The gut microbiome also has a role in type 2 diabetes mellitus (T2DM). For example, a correlation between the Firmicutes/Bacteroidetes ratio and plasma glucose concentrations was reported in patients with T2DM.[76] In addition, as stated above, the gut microbiota affect the production and release of GLP-1, which affects pancreatic β-cell function. SCFAs also appear to be closely interrelated with insulin resistance. Compared with patients without insulin resistance, patients with T2DM have a decrease in butyrate-producing bacteria.[77] SCFAs bind to G-protein (GPR)-coupled receptors (eg, GPR41 and GPR43),[78] which may lead to the secretion of factors such as protein YY that affect satiety, gastric motility and pancreatic function.[79–81]
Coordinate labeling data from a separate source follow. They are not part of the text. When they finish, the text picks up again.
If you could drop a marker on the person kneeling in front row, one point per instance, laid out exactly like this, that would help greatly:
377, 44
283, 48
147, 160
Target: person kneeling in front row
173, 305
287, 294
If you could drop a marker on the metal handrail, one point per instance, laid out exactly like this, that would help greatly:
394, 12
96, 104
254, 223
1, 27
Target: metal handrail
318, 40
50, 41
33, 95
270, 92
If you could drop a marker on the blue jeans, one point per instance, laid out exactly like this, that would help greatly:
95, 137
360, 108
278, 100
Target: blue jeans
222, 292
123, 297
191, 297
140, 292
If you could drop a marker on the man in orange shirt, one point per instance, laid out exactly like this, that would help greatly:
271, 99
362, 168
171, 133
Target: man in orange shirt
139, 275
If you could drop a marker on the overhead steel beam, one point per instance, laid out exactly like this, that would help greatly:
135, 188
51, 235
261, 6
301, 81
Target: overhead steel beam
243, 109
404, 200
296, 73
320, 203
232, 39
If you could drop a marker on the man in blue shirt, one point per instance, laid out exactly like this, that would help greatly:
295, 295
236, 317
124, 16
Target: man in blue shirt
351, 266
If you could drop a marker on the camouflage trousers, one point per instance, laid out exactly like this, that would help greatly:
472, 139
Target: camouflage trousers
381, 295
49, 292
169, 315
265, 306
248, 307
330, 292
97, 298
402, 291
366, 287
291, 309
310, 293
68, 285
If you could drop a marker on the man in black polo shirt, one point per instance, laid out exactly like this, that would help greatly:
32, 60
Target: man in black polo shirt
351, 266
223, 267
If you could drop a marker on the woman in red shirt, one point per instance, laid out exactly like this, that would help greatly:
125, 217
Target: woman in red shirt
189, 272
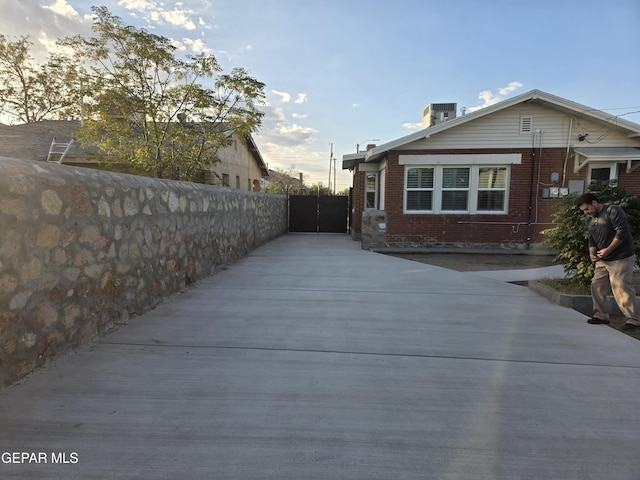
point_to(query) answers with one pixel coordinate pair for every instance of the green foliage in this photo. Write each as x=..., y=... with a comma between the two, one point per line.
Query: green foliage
x=570, y=236
x=318, y=190
x=30, y=92
x=284, y=182
x=146, y=110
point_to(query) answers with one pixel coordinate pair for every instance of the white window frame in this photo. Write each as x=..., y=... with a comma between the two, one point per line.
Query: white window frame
x=526, y=125
x=473, y=190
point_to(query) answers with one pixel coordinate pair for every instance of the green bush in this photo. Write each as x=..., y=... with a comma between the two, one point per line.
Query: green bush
x=570, y=236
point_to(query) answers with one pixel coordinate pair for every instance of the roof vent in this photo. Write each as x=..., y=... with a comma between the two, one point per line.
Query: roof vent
x=437, y=113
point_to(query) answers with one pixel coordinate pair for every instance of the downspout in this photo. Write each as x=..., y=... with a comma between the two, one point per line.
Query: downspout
x=531, y=183
x=566, y=157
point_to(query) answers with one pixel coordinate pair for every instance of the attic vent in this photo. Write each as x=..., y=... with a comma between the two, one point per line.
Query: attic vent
x=443, y=107
x=526, y=125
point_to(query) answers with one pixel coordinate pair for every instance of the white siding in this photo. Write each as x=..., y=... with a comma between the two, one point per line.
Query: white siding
x=502, y=130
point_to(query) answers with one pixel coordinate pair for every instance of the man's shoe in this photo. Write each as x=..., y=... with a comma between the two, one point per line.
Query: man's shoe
x=630, y=327
x=598, y=321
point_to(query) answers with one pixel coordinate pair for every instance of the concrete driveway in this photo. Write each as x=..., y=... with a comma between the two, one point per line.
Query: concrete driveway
x=314, y=359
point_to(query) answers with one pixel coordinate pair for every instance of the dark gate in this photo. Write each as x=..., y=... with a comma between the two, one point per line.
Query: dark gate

SCFAs also regulate various aspects of GI inflammation, such as neutrophil migration, T-cell differentiation and macrophage expression of proinflammatory cytokines.[82] Insulin resistance is often accompanied by low-grade inflammation.[83,84] The movement of the GI bacterial product lipopolysaccharides [LPS] into intestinal capillaries may contribute to inflammation and insulin resistance.[84] TLRs are a type of innate immune receptor that are thought to recognise LPS and other products of invading pathogenic bacteria.[83] TLR knockout studies in mice are helping to elucidate the role of the gut microbiota in metabolic syndrome and insulin resistance. For example, mice deficient in TLR-5 developed features of metabolic syndrome, including insulin resistance.[85] The authors of this report suggested that changes in the composition of gut microbiota, resulting from loss of TLR-5, induced the low-grade inflammation that contributed to the symptoms of metabolic syndrome. Another report described mice with elimination of TLR-4 specifically in hepatocytes.[86] When these mice received a high-fat diet, they became obese, but compared with control mice, these mice displayed enhanced insulin sensitivity and reduced hepatic steatosis. Thus, hepatocytes are centrally involved in the effects of inflammation on metabolic control, with the gut microbiota making up a significant part of that inflammatory signal.[86]